Republican Commissioner Candidates Mix It Up At Debate
SCRANTON — The Republican Lackawanna County commissioner candidates disagreed on the process for hiring employees, with two saying they favor public hiring while the other accused them of downgrading county employees.
At Thursday’s League of Women Voters of Lackawanna County debate at the University of Scranton, candidate Chris Chermak said many problems at the troubled county prison resulted from the hiring of relatives or friends of commissioners.
“The prison’s a disgrace,” Chermak said. “Some of the issues at the county, it comes down to people just don’t know what they’re doing.”
Michael Giannetta, Chermak’s running mate, agreed and called for requiring commissioners to publicly vote on hiring new employees, advertising all job openings and hiring based on merit.
“There’s too much hiring on who you know, who you donated to and what politician you know,” Giannetta said.
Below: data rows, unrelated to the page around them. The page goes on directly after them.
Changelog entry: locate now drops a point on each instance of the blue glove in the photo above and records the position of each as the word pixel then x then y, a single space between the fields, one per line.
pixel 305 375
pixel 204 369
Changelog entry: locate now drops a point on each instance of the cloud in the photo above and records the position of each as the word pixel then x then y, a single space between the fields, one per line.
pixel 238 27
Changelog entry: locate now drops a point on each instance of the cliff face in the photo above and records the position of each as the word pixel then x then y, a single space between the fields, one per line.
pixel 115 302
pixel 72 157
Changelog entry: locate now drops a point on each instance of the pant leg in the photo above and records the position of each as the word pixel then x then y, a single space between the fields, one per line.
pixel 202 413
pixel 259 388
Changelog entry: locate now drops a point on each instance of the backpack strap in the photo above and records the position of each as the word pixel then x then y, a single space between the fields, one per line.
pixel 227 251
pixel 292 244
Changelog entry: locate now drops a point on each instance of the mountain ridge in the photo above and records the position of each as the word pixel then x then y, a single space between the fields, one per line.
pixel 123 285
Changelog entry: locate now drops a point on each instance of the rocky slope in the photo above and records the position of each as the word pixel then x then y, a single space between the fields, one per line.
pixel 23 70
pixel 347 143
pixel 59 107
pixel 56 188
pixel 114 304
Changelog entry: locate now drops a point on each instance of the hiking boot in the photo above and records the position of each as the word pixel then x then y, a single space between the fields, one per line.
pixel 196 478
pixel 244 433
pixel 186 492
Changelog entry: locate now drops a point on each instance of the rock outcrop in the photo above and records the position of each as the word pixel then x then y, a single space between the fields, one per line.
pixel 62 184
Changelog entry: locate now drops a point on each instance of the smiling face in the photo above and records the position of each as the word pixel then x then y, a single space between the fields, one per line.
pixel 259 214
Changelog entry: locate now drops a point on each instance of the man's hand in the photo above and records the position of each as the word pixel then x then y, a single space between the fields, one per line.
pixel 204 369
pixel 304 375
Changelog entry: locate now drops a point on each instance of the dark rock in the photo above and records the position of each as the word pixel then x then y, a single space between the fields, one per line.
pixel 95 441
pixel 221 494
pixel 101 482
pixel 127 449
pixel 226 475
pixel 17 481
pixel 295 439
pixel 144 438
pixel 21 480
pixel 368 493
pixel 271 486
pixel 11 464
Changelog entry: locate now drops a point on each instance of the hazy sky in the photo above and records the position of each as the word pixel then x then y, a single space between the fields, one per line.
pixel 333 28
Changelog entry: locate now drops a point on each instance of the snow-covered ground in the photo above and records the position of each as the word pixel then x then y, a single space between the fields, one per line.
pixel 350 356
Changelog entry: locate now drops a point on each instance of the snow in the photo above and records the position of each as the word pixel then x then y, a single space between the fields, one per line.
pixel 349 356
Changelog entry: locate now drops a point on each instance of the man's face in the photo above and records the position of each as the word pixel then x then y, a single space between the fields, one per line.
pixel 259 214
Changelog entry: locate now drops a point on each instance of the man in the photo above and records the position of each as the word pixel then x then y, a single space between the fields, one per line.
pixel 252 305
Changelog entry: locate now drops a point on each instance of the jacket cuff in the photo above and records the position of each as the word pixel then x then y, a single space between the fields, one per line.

County Commissioner Laureen Cummings accused Chermak of condemning hardworking county employees. She said county department heads interview prospective employees and recommend candidates to the commissioners, who interview them before choosing.
“Local government would be paralyzed by the need to make all hiring and firing of county employees at public meetings,” Cummings said. “We get hundreds of applications in the county on a weekly basis.”
The county’s human resources department keeps applications on file so the county always has candidates and doesn’t have to spend money advertising when a job comes open, she said.
On the need to reassess the value of all county property, each said they oppose the idea, but Cummings pointed out Chermak once supported reassessment.
“I’m not sure what changed his mind, but actually I’m happy he did,” Cummings said. She said she worked to ensure new construction gets added to tax rolls and had the results of assessment appeals posted on the county website.
In a recent interview, Chermak said meeting voters over the last year changed his mind about reassessment. Both he and Giannetta said Cummings herself once favored reassessment at a 2015 debate. Cummings did not respond to that claim, which could not be immediately verified.
Giannetta fears reassessment will hurt property owners who bought their homes decades ago.
“Those people are now senior citizens who are retired and on fixed incomes,” he said.
On a question about supporting the arts, Chermak said the county “definitely has to be involved in that.”
Cummings said the county has “great arts and culture programs” and noted that she shifted money away from an expensive library system lecture series, which created $168,000 more for the arts. She wanted to cut the county’s arts and culture tax because she felt the general fund could cover that money, she said.
Giannetta, who said he also favors supporting the arts, criticized Cummings for voting against $500 grants to support Greenfield Twp.’s centennial and a fair in Waverly Twp.
Cummings said she only opposed them because the grants came from state gambling tax money that should have gone toward reducing school property taxes.